猫は元来、繊細な生き物ですから、なかなか動物病院に連れいていくのが困難ことが多いのではないでしょうか?
ぼくが勤務している動物病院でも、猫を動物病院に連れてくる際のご相談事をよく受けます。
「病院に連れて行こうとすると、姿が見えなくなって捕まらない。」とか「病院に連れてくるとストレスを受けてぐったりする。」などの悩みが多いようです。
そんな時こそ往診を僕はおすすめしたいと思います。
往診であれば、そもそも動物病院に連れてくることが必要ありませんので、この手の悩みは出ないと思いますが、それでも相手は猫。
上手に診察が受けられるようないくつかのアドバイスを、今日はさせていただきたいと思います。
事前に猫を捕まえる
猫は初見の人間に対しては、非常に強い警戒心を持ちます。
何度も僕も経験したことがあるのですが、往診にてワクチンを打つだけという診察に2時間かかったことがあります。
理由は、ぼくがくる前は非常に大人しかった猫が、ぼくが来た途端にパニックになり、家中を走り回ってしまい、捕まえるのに苦労をしたからです。
基本的には見知らぬ人間の手で、本気になった猫を捕まえるのは100%不可能に近いので、せめて事前に1部屋に閉じ込めておく必要があります。
場合によっては、洗濯ネットなどに入れておいたほうが、スムーズに診察もしやすく、猫自身の負担も少なくて済みます。
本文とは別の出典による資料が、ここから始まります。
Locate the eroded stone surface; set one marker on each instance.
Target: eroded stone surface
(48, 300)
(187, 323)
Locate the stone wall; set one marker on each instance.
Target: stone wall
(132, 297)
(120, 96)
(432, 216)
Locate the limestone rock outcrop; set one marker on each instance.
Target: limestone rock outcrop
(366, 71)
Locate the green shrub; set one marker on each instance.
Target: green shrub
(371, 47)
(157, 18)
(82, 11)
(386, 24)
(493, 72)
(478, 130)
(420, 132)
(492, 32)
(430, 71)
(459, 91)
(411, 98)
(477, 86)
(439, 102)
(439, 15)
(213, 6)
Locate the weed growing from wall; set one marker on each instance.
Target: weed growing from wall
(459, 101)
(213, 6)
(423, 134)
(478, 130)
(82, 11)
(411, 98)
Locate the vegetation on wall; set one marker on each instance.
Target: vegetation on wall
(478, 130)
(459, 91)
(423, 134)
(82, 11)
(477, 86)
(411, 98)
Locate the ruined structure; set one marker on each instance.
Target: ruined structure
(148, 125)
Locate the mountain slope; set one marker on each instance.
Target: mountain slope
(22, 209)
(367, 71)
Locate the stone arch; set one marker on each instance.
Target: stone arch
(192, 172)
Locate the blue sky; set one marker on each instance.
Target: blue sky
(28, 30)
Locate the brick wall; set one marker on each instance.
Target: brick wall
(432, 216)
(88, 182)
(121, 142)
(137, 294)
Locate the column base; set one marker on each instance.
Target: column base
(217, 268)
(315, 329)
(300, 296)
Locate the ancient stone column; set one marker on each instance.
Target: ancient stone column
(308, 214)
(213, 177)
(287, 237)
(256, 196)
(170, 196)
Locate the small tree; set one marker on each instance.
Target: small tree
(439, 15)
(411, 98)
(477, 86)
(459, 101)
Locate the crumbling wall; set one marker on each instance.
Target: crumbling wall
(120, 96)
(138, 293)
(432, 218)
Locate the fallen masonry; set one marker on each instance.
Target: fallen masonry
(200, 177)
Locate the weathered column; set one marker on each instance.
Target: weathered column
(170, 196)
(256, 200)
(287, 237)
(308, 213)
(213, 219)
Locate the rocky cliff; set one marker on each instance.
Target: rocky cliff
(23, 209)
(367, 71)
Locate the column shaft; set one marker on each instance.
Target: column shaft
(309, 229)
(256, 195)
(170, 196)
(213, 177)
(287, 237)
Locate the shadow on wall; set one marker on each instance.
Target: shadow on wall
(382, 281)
家から移動しなくてもいいという利点はありますが、事前に捕まえないといけないという点では、往診も通常の動物病院もあまり変わらないと思います。
顔周囲に手を出さない
診察中の猫は、基本的に違う猫だと思っていてください。
動物病院の中で診察するよりは大分とマシなのですが、それでも緊張のボルテージが最高に達すると、猫は見境がなくなります。
よく診察中に飼い主様が手をかまれるという事故がありますので、特に緊張している猫の顔をなでたり、あやかしたりするのはやめた方がいいと思います。
リビングではなくできるだけ小さな部屋で
普段はそういうそぶりは見せないかもしれませんが、見知らぬ人間などが一緒にいる環境下では、猫はやや狭く、閉鎖された空間のほうが安心すると言われています。
したがって往診を受ける際は、リビングのような広々とした空間ではなく、できれば書斎や子供部屋など、わりと小さ目なお部屋をご用意していただくと良いと思います。
終わった後は少し放っておく
診察が終わった猫は、それこそ脱兎のごとく姿を隠します。
その時はそのままそおっとしておきましょう。
本人が安全を確認したらすぐに出てきますので、声をかけたりもしないでください。
隠れている猫は、飼い主様の声もシャットアウトしてじっとしています。
皆さまが普段の生活をしていたほうが、早く戻ってくれるでしょう。
まとめ
治療行為と言う面では、猫にストレスを与えない方法はありません。
ですが、安心できるご自宅での診察は、猫にとっても大分とストレス回避になるので、もし病院に連れて行くのを躊躇されるようであれば、一度往診医にご相談して頂いてはどうでしょうか?